Dalam tahap mencari ide bisnis yang sesuai salah satu kunci menemukan ide yang bagus adalah pertajam observasi dan pengamatan anda untuk mencari adanya masalah yang menggangu. Dari masalah tersebut dapat digali lebih lanjut apakah sudah ada yang menawarkan solusinya dan apakah ada yang dapat diperbaiki dalam solusi yang sudah ditawarkan. Jangan lupa untuk selalu menulis dalam buku catatan anda setiap ide-ide, pertanyaan, solusi serta perbaikan yang muncul dalam pikiran anda. Pada malam hari biasakan untuk mengevaluasi hal-hal yang sudah anda tulis dan mulai hari dengan menulis ide-ide baru. Latihan-latihan menulis tersebut sangat penting untuk membiasakan otak dalam mencari ide dan melakukan analisis terhadap ide-ide tersebut.

Setelah mendapatkan ide yang berdasarkan penilaian anda patut dikembangkan lebih jauh kedalam sebuah rencana bisnis mulailah menulis rencana bisnis. Format dan isi dari rencana bisnis anda harus disesuaikan dengan tujuan menulis rencana bisnis, jika anda bermasud untuk dijadikan pedoman pribadi atau tim kecil anda maka tidak perlu membuat rencana bisnis lengkap dan cukup membuat rencana bisnis yang ringkas dan mudah dibaca.
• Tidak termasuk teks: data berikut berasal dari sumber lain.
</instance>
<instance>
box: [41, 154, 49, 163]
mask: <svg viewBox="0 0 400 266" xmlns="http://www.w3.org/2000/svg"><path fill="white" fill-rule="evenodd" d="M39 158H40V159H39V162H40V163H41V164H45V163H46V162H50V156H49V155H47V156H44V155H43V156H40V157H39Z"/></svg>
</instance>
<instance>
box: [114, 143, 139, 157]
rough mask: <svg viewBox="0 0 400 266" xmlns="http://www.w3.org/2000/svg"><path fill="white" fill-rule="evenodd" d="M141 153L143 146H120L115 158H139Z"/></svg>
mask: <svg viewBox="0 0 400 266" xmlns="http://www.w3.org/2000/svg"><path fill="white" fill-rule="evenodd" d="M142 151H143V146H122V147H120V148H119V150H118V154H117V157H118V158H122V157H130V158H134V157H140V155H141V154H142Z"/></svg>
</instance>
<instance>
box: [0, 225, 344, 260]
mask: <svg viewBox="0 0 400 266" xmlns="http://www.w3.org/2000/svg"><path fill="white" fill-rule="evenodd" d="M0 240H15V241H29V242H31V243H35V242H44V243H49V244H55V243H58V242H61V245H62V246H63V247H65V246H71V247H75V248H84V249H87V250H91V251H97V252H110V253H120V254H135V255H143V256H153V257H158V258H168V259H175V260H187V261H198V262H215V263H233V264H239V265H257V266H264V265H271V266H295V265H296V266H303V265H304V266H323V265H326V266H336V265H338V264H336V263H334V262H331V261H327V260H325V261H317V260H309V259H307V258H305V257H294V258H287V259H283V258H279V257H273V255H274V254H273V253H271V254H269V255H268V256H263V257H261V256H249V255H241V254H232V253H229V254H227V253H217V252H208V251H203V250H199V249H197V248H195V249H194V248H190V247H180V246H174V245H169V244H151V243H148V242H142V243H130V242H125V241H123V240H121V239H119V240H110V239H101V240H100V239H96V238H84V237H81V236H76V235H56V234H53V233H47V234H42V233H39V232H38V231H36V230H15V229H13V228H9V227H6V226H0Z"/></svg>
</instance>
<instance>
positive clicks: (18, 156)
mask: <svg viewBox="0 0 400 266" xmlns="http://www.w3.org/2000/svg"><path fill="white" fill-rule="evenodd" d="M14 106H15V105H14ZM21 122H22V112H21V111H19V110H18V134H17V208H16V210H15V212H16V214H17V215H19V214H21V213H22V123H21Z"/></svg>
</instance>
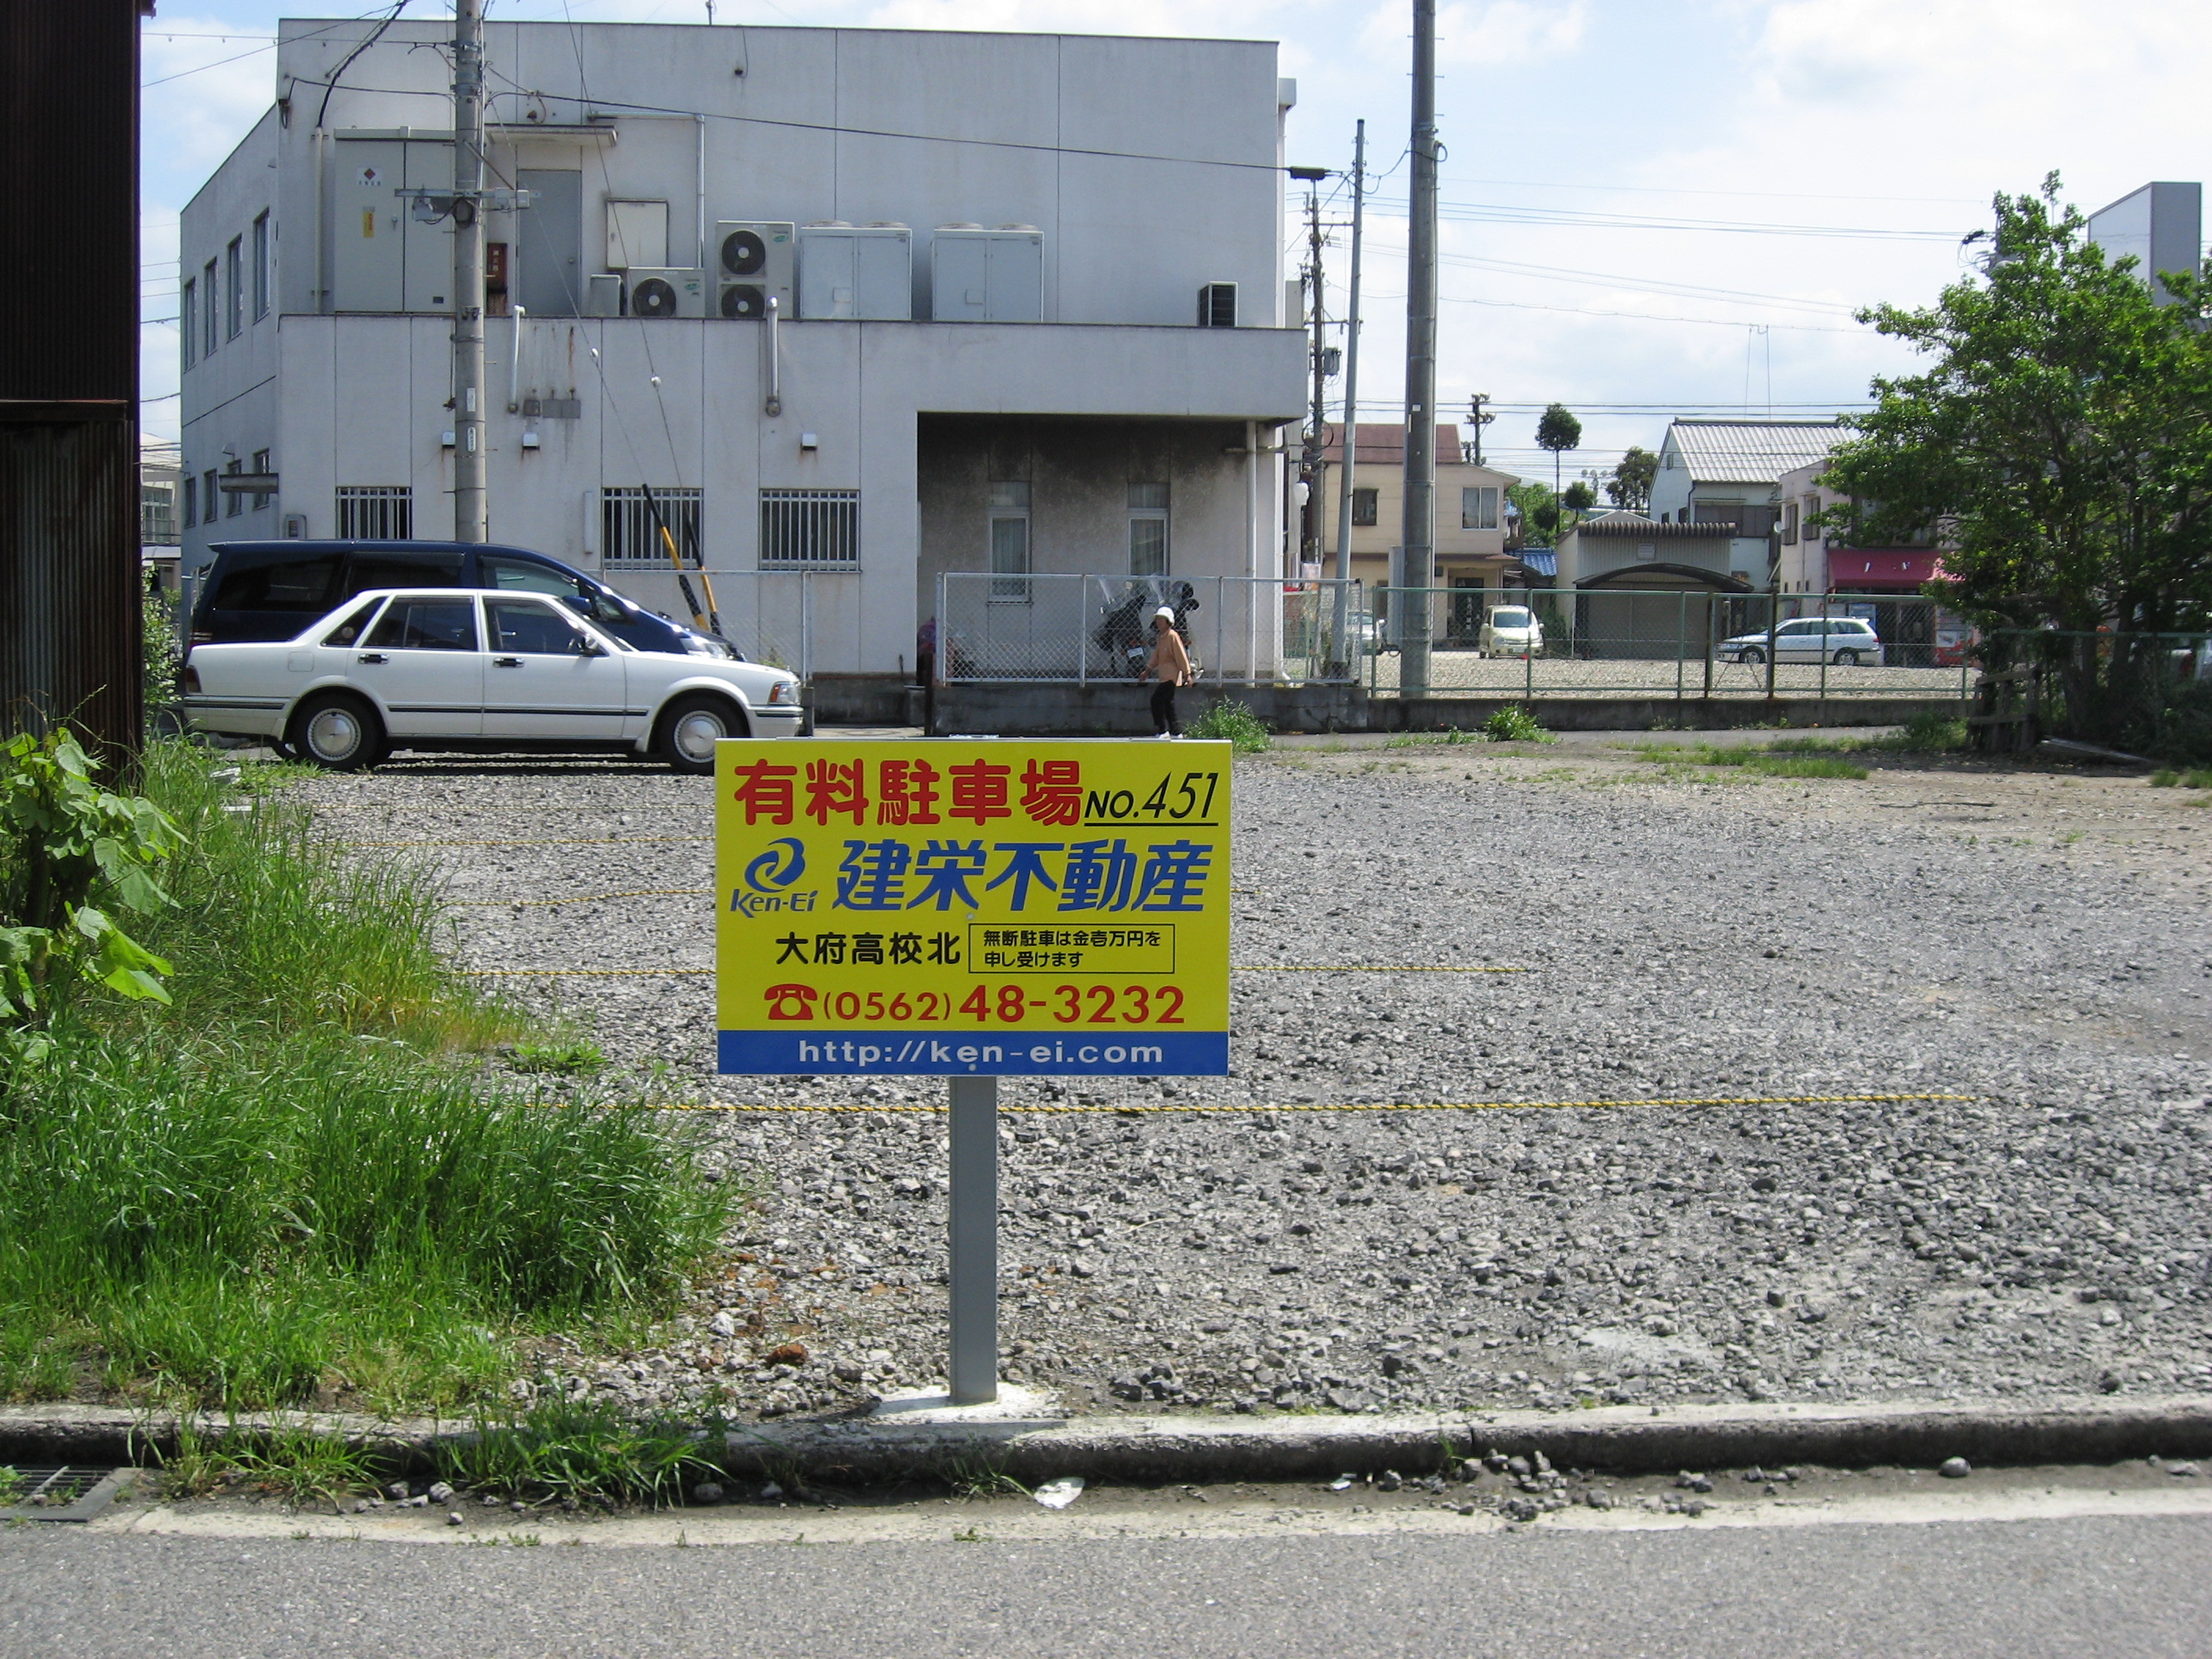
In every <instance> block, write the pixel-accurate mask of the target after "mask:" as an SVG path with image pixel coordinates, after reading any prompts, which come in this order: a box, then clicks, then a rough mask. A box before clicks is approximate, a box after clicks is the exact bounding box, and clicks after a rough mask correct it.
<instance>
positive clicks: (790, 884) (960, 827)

Secara garis besar rencana bisnis terdiri dari 8 bagian penting yaitu:

  • Ringkasan Eksekutif : berisi ringkasan dari keseluruhan rencana bisnis yang merupakan poin-poin terpenting dalam rencana bisnis dan biasanya panjangnya tidak lebih dari 2 halaman.
  • Visi dan Misi: berisi tujuan dan nilai-nilai dasar bisnis.
  • Produk: berisi penjelasan tentang produk yang dijual, alasan memilih produk tersebut, nilai tambah yang ditawarkan kepada konsumen dan masalah apa yang dapat diselesaikan dengan produk tersebut.
  • Kompetisi: apa pilihan yang sudah ada bagi masalah yang diselesaikan oleh produk yang ditawarkan? bagian ini menjelaskan mengenai pertanyaan tersebut dan perbandingan nilai yang diberikan.
  • Pemasaran: suatu produk harus menjawab kebutuhan dari target pasar yang dituju. Dalam bagian ini strategi pemasaran mulai dari kebijakan harga, kemasan, penggunaan media sosial serta proses memperoleh pelanggan dijabarkan dengan lebih jelas.
  • Biaya memulai: perhitungan yang matang mengenai keperluan yang vital dalam memulai bisnis merupakan langkah awal dalam memulai bisnis. Oleh karena itu bagian ini harus ada dalam rencana bisnis, rinci seluruh keperluan dalam memulai bisnis mulai dari pendirian badan hukum, alat tulis kantor, biaya pembuatan, biaya peluncuran produk sampai dengan biaya operasi untuk satu kali turnover.
  • Target Micro dan Milestone : Agar rencana bisnis tidak hanya menjadi sekedar rencana dan mempunyai tindakan nyata maka perumusan target micro dan milestone merupakan suatu keharusan. Target Micro adalah target yang dapat dicapai dalam waktu kurang dari 3 bulan dan mempunyai tindakan yang nyata dimulai dari hari ini. Milestone merupakan pencapaian usaha dari target micro yang dilakukan.

 

3. Validasi Ide dan Model Bisnis

Adanya permintaan pasar dan pelanggan yang mau membeli barang atau jasa yang ditawarkan adalah salah satu hal yang paling menentukan apakah suatu bisnis bisa tetap berjalan atau tidak. Walaupun produk yang ditawarkan luar biasa tetapi jika tidak ada yang mau membeli atau menggunakan produk tersebut maka jelas bahwa bisnis tersebut bukan ide yang bagus.

Membuat suatu produk yang hebat tanpa melalui evaluasi pasar dan pelanggan untuk mendapatkan validasi yang dibutuhkan merupakan salah satu kesalahan yang sering dilakukan oleh entrepreneur. Padahal mengesampingkan evaluasi pasar dan pelanggan mempunyai akibat yang fatal karena dapat berakibat produk tersebut akan gagal total dipasar dan biaya yang dikeluarkan untuk mengembangkan produk tersebut tidaklah sedikit.

Proses evaluasi ide dan model bisnis dapat membantu anda dalam menghindari  hal tersebut, selain itu validasi secara nyata bahwa terdapat permintaan yang cukup untuk memulai bisnis dapat memberikan gambaran yang lebih jelas dan nyata akan potensi dari bisnis tersebut.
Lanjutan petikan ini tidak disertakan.